088 - Elfentanz und Hexenfluch
befand mich nach wie vor im Hexendorf. Eigentlich war es wahnwitzig, das als Freiheit anzusehen.
Ich wandte mich von der schrecklichen Alten ab und eilte zum Hütteneingang. Vorsichtig schob ich die Decke zur Seite, die davor hing.
Ich nahm an, daß die Hütte bewacht wurde, doch das war nicht der Fall. Die anderen Hexen rechneten damit, daß ihre Schwester keinerlei Schwierigkeiten mit mir haben würde.
Mir fiel jetzt erst der dumpfe Singsang auf, den die Hexen angestimmt hatten. Sie saßen im Kreis auf dem Boden und schienen zu meditieren.
War das als Ersatz dafür gedacht, daß sie keinen Mann zur Verfügung hatten? Als ich mich etwas streckte, fiel mir das nackte Mädchen in der Mitte des Hexenkreises auf.
Denise Perkins!
Sie lag auf einem schwarzmagischen Symbol, war nicht gefesselt, versuchte aber dennoch nicht, zu fliehen.
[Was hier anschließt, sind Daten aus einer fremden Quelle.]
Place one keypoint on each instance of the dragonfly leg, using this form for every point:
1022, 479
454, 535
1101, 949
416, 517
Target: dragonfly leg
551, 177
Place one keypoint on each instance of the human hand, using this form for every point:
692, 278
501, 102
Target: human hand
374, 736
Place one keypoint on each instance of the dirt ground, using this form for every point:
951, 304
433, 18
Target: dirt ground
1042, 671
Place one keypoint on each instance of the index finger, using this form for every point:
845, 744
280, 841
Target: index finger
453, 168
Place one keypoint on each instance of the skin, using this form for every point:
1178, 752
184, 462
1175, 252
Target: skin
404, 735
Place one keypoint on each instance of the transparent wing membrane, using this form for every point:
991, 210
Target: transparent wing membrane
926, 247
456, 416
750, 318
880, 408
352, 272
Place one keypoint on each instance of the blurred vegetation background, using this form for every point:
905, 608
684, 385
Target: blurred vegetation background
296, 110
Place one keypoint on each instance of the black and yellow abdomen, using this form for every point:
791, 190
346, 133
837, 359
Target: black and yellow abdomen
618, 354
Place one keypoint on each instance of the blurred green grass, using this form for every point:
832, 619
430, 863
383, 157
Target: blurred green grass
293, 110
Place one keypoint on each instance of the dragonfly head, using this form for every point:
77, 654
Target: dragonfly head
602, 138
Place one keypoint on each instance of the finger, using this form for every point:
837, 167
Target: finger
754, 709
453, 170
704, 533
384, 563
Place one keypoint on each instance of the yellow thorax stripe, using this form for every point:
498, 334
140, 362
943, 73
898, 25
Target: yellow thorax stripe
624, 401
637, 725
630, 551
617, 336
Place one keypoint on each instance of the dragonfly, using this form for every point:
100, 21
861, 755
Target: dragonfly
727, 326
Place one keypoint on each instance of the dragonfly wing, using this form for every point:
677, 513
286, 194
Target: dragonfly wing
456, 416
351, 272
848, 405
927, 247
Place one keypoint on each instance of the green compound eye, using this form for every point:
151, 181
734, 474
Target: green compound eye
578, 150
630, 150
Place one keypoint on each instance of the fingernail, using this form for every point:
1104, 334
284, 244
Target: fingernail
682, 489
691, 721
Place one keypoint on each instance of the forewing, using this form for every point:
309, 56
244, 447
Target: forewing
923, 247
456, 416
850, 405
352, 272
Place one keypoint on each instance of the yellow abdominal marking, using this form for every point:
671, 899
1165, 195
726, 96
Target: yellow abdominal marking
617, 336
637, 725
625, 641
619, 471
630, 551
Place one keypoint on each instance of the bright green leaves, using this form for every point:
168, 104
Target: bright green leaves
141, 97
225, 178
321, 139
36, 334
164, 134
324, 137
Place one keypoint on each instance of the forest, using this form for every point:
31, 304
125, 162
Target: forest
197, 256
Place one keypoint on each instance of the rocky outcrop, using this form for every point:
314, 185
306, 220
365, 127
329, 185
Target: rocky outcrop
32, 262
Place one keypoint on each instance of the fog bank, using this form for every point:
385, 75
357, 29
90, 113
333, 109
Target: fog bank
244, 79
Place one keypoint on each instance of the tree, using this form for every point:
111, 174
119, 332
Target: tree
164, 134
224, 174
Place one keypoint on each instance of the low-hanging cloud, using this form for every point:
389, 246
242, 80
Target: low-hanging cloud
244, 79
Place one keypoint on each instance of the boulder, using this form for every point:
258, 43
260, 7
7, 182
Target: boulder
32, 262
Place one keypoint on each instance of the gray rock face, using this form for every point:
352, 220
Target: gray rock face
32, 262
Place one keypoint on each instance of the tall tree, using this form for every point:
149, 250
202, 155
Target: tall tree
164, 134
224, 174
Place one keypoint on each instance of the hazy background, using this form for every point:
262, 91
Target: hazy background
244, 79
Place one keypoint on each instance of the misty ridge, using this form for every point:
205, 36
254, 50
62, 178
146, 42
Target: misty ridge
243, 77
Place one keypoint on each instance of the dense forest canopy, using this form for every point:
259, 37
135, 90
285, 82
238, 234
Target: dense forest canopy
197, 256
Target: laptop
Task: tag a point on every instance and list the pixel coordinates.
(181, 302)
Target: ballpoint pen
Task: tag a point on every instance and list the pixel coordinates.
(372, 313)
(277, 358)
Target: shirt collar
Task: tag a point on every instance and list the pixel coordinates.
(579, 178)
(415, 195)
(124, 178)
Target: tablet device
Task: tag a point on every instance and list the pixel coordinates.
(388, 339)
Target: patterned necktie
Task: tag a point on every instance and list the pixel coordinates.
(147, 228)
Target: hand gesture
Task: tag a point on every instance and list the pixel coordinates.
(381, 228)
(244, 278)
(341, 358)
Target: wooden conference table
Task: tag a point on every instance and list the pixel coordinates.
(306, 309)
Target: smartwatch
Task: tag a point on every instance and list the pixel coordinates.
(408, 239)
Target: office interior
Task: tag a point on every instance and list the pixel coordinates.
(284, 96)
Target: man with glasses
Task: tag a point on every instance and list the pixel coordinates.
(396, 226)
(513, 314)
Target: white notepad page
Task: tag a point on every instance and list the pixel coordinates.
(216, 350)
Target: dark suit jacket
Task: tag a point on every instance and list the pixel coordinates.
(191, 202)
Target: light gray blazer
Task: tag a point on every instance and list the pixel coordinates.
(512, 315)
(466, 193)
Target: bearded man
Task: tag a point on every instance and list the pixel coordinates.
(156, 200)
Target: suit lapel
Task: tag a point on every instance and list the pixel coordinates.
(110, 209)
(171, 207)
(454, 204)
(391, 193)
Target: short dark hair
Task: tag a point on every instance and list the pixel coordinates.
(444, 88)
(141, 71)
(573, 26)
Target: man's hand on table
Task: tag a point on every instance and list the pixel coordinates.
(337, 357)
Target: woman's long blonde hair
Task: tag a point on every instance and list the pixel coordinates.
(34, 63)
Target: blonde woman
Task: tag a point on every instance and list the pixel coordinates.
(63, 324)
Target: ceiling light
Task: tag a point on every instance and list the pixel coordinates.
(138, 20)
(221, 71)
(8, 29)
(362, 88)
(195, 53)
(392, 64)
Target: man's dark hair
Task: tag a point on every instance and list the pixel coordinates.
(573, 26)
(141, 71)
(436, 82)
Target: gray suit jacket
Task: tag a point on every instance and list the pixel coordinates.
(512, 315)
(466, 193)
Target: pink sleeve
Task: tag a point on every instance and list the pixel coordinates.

Ich nahm an, daß das Zeichen sie festhielt. So etwas hatte ich selbst schon erlebt.
Oder hatte sich Denise aufgegeben? War ihr letzter Hoffnungsfunke erloschen? Fand sie sich mit ihrem grausamen Schicksal ab?
Wenn ich in den Hexenkreis gesprungen wäre, wären sämtliche Weiber über mich hergefallen. Sie hätten mich überwältigt.
Um Denise befreien zu können, brauchte ich Unterstützung. Ich hoffte, sie von Al und Marty bekommen zu können.
Wenn beide den Zaubertrank getrunken hatten, konnte es unter Umständen schwierig sein, sie von den nackten Hexen loszureißen. Wie dachten Al und Marty jetzt?
Befanden sie sich auf der anderen Seite? Hatten sie die Fronten gewechselt? Waren sie nun meine Feinde?
Gleich werde ich es wissen, sagte ich mir und stahl mich aus der Hütte. Es fiel nicht auf. Die Hexen befanden sich in Trance. Vielleicht waren sie in diesem Moment mit Asmodis auf geistiger Ebene verbunden. Oder mit irgendeinem anderen Teufel.
In der Nachbarhütte befand sich Marty Kanter. Ich beschreibe die Situation lieber nicht, in der ich den Privatdetektiv und die Hexe antraf. Mit raschen, lautlosen Schritten näherte ich mich dem Lager, und im nächsten Moment traf der Dolch sein Ziel.
Als die Hexe ihr wahres Aussehen annahm, war Marty Kanter schlagartig ernüchtert. Er starrte mich entgeistert an. »Tony… Hab' ich's wirklich getan?«
Ich nickte.
»O mein Gott«, flüsterte Marty erschüttert.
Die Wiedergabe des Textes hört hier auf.